There is suffering in this world... so I hope that all of us who are taking time to communicate our beliefs and understanding in this blog, will also be taking time to help those in need. This I believe, is the purpose of life. To give of ourselves.

Also RBH, as a believer in God and in the Scriptures, I don't think you are going to burn in hell forever for not believing! Believing is a gift from God and that gift will be there for you at the right time. Why the Potter has the right to form the clay as He wishes may be a mystery to us...there is a greater purpose and we will all come to understand one day.

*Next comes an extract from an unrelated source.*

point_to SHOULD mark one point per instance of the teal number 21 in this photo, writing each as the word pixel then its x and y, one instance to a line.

At 9/07/2007 6:36 PM, Anonymous Cliff Martin said...

RBH, thank you for the insightful Behe quote. Much of Christian thought and theology has (in my opinion) done great damage to the reputation of our Creator. Intelligent Design is just another in a series of “christian” ideas that fails to address the problem of evil.

I have struggled with the problem of evil all my adult life (35 years and counting!). I have not abandoned my faith; but I understand why you, and countless others raised in the evangelical church, have done so. I tend to analyze my own belief through the eyes of the skeptic. This keeps me (hopefully) humble; but also leads me to stretch my thoughts, and my interpretation of the data, to develop an over-arching theology that is 1) true to the Scriptures, 2) true to the scientific data, and 3) preserves the honor and character of God.

I reject Behe’s notion. There is far more data suggesting randomness in the history of life than design. If we posit that God’s essential purpose in Creation is the annihilation of evil, and if we further posit that success requires a “natural” course for the cosmos, with evil being allowed to express itself until the ultimate victory of life and goodness, evil and suffering can be seen in a completely different light. I invite you to follow the development of my thoughts as they unfold on my blog. The approach that has been helpful for me may or may not be meaningful to you. But I can say this. I have, for the first time in 35 years, come to a settled peace with the problem of evil in God’s creation.